本業以外の仕事を持つ「副業」や、仕事を掛け持つ「兼業」を許可する福利厚生制度を導入するか否か、導入するなら労務管理はどのようにすべきか、お悩みではないでしょうか。
本記事では、労務管理が必要になる副業・兼業とは何か、どのような労務管理が必要なのかについて解説します。
1.副業・兼業の福利厚生が注目される背景
本業以外に仕事を持つ「副業」や、仕事を掛け持ちする「兼業」が注目される背景には、国の後押しがあります。
2018年に策定された「副業・兼業の促進に関するガイドライン」は、2020年、2022年と相次いで改定され、自社のホームページなどで、副業・兼業の可否を含めた企業の取り組みを公表することが推奨されています。

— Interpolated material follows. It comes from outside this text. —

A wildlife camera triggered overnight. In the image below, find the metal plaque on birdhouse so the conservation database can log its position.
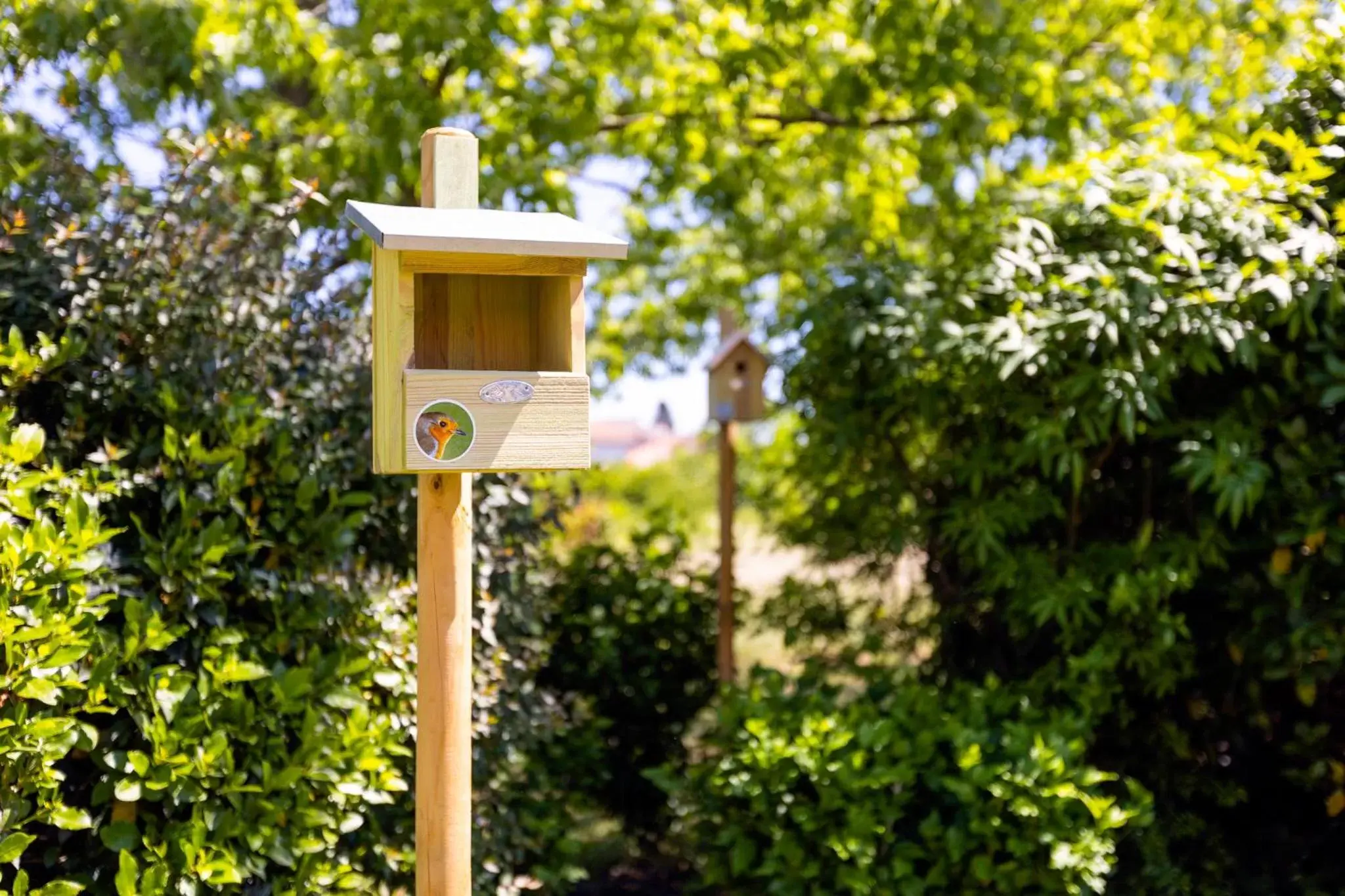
[345,202,625,473]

参照:副業・兼業の促進に関するガイドライン(令和4年7月改定)(PDF)|厚生労働省
Q&Aやガイドラインについての解説も公開されています。
参照:副業・兼業の促進に関するガイドラインQ&A(2022.7)(PDF)|厚生労働省
参照:副業・兼業の促進に関するガイドライン わかりやすい解説(2022.10)(PDF)|厚生労働省
2002年から2017年の調査において、正規・非正規に関わらず、副業を希望する者と、実際に副業を行う者は増加傾向にある、という結果が出ています。
参照:平成29年就業構造基本調査 結果の概要(PDF)「図Ⅰ-9 雇用形態別副業者比率及び追加就業希望者比率の推移-平成14年~29年」|総務省統計局
2017年時点の同調査で、本業とは別に副業がある者の割合は4.0%で、副業を希望する者の割合は6.4%ですが、国の後押しを受けて、次の調査では更に伸びるものと考えられます。

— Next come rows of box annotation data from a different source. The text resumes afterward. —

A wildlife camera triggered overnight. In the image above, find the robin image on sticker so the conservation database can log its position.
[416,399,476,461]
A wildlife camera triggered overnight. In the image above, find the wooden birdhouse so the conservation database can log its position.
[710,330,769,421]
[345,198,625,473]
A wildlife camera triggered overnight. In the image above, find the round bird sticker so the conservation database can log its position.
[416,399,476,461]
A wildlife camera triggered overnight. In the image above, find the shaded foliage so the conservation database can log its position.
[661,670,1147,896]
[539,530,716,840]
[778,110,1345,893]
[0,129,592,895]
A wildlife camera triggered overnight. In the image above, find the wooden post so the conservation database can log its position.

福利厚生制度としての副業・兼業は、働き方改革で推進された社員の待遇改善とともに注目されているといってよいでしょう。
働き方改革と福利厚生については次のコンテンツで詳しく解説しています。
働き方改革を推進する福利厚生とは?取組事例やポイントを解説
2.労務管理の対象になる副業・兼業とは?
本業の会社の福利厚生としての副業・兼業がある場合、2パターンがあることを押さえておきましょう。
- ①副業・兼業で会社勤めをする
- ②副業・兼業で個人事業主やフリーランスになる
労務管理における勤怠管理の点で言えば、①のケースでは管理対象ですが、②は管理対象外となります。
ただし、労務管理における労働安全衛生の観点で言えば、①と②のケースのどちらにも安全配慮義務が生じるため、管理対象です。

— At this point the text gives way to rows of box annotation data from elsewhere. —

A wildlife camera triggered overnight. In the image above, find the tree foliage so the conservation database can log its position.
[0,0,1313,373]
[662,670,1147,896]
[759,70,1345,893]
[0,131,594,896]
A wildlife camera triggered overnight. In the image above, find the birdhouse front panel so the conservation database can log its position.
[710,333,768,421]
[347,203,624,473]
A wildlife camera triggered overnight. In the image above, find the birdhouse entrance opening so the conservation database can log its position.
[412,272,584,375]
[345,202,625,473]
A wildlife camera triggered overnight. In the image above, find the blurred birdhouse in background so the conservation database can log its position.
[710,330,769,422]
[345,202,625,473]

副業・兼業の許可を与えた後も、労働者からの定期報告を義務付けるなど副業・兼業の状況について把握に努め、心身の健康上の懸念が見られた場合は適切な措置を行う必要があります。
勤怠管理や労働安全衛生など労務管理については次のコンテンツで詳しく解説しています。
労務管理とは?基礎知識から起こり得る問題と対応まで解説
なお、副業・兼業を許可する福利厚生制度を導入する場合、正規・非正規など社員の種類によって利用条件が異なると、不合理な待遇差として是正対象になる可能性があるので、制度設計には注意が必要です。
社員の種別による福利厚生の待遇差については次のコンテンツで詳しく解説しています。
正社員の福利厚生と待遇差がある従業員がいるとき必要な対応とは?
①副業・兼業で会社勤めをする
「①副業・兼業で会社勤めをする」というのは、会社員はもちろん、パートやアルバイトなど特定の企業と雇用契約を結ぶケースが該当します。
このケースは本業と2社目のどちらの会社にも雇用され、労働基準法における「労働者」に当るため、副業・兼業での賃金は本業とあわせた労働時間で計算されます。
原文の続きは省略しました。